Petros Gigis

openPenny: Developing an Open-Source Tool for Detecting Non-Spoofed Traffic

Author image
Petros Gigis

12 min read

0
Article lead image

In this article, we introduce openPenny, an open-source traffic checker currently under development as part of the RIPE NCC Community Projects Fund. The goal of openPenny is to help network operators identify non-spoofed traffic arriving at unexpected entry points: this offers a new primitive to detect routing misconfigurations, evaluate policy or commercial adjustments, and defend against security threats such as BGP hijacks.


Imagine an ISP with Points of Presence (PoPs) around the globe, or an IXP with many members. One of the key challenges in such large networks is getting visibility on the traffic they receive and have to forward.

We envision a monitoring system able to build and constantly update a traffic map of the Internet from the perspective of the network it is running in. The system would collect information on where traffic from each source IP prefix enters and where it goes.

How would this map be useful? For one thing, it may support alerting on any practically relevant external traffic or path change, especially if sudden or unexpected.

Stealthy hijacks

Let's look at an example. Figure 1 shows a real-world case of a BGP prefix hijack, invisible to control plane monitoring. In this case, the BGP path for prefix 203.127.0.0/16, owned by AS3758 (SingNet), is legitimately announced by that AS to all its neighbours with an RPKI-compliant route. On February 10, 2025, however, AS17894 (Innove Comm) announced a /24 sub-prefix of SingNet’s 203.127.0.0/16 to AS4775 (Globe Tel). Since AS17894 was not the legitimate owner of the prefix, such a /24 announcement was RPKI invalid. So, the announcement from AS17894 (Innove Comm) propagated through all the ASes not enforcing Route Origin Validation (ROV) but was discarded by the ROV-enabled ASes.
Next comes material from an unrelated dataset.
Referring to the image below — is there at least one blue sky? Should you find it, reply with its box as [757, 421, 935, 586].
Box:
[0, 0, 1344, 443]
This is why in the figure, AS4775, AS15412 and AS6762 all have a /24 route towards AS17894 (Innove Comm), but AS37100 (SEACOM) and AS6461 (Zayo) don’t. Note that by discarding the /24 BGP announcement, AS37100 (SEACOM) and AS6461 (Zayo) also stopped the propagation of the BGP route: this meant that SingTel, SingNet and public BGP monitors on these ASes never received the /24 BGP announcement originated by AS17894 (Innove Comm).

Figure 1. Real-world incident: Innove Comm announces to GlobeTe a BGP route for the /24 prefix. SEACOM and Zayo discard the announcement because it is RPKI-invalid.
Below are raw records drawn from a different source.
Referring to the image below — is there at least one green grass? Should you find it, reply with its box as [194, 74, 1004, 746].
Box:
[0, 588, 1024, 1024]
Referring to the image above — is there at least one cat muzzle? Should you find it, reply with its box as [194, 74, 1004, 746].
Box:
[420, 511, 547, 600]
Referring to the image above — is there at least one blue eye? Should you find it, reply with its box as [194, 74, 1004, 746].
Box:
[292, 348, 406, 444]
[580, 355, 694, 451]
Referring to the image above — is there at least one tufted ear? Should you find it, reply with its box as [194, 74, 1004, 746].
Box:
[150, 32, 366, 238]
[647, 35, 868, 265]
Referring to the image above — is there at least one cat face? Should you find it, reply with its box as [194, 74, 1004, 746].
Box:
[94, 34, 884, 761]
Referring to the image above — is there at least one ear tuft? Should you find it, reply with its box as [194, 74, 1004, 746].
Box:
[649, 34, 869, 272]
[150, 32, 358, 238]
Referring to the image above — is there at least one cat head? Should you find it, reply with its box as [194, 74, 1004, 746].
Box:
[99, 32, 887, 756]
From a data plane perspective, though, traffic from AS37100 (SEACOM) – and any other AS sending packets through it – destined to an IP in 203.127.255.0/24 was redirected to AS17894 (Innove Comm), as shown by the orange path in the figure. This traffic never reached its intended destination AS3758 (SingNet). 

To investigate the issue, SingNet could look at control-plane data. However, doing so will provide no help whatsoever in troubleshooting the connectivity loss if no vantage points exist within the non-ROV ASes (AS6762, AS15412, AS4775) that accepted the invalid /24 BGP route. Alternatively, SingNet might use active methods such as RIPE Atlas traceroutes. While these can help, they require broad vantage point coverage along the affected path, precise timing, and fine-grained monitoring, and may still miss the anomaly if intermediate non-ROV ASes silently drop packets with low TTLs.

Disclaimer: According to the related IETF draft, this event was likely caused by a benign misconfiguration, as AS17894 and AS3758 are connected through their parent companies, Globe Tel and SingTel.

Now imagine a variation of the previous incident, illustrated in Figure 2, where traffic eventually reaches its origin, AS3758 (SingNet). In this case, AS17894 (Innove Comm) is connected to AS7473 (SingTel). As before, AS17894 announces a more specific /24 subnet of the /16 prefix owned by SingNet to AS4775 (GlobeTel). As a consequence, traffic crossing SEACOM and destined to the /24 subnet announced by Innove Comm starts to be forwarded via AS6762 (TISparkle), AS15412 (FLAG Tel), and AS4775 (GlobeTel), which also differs from the AS-path in BGP route used by SEACOM.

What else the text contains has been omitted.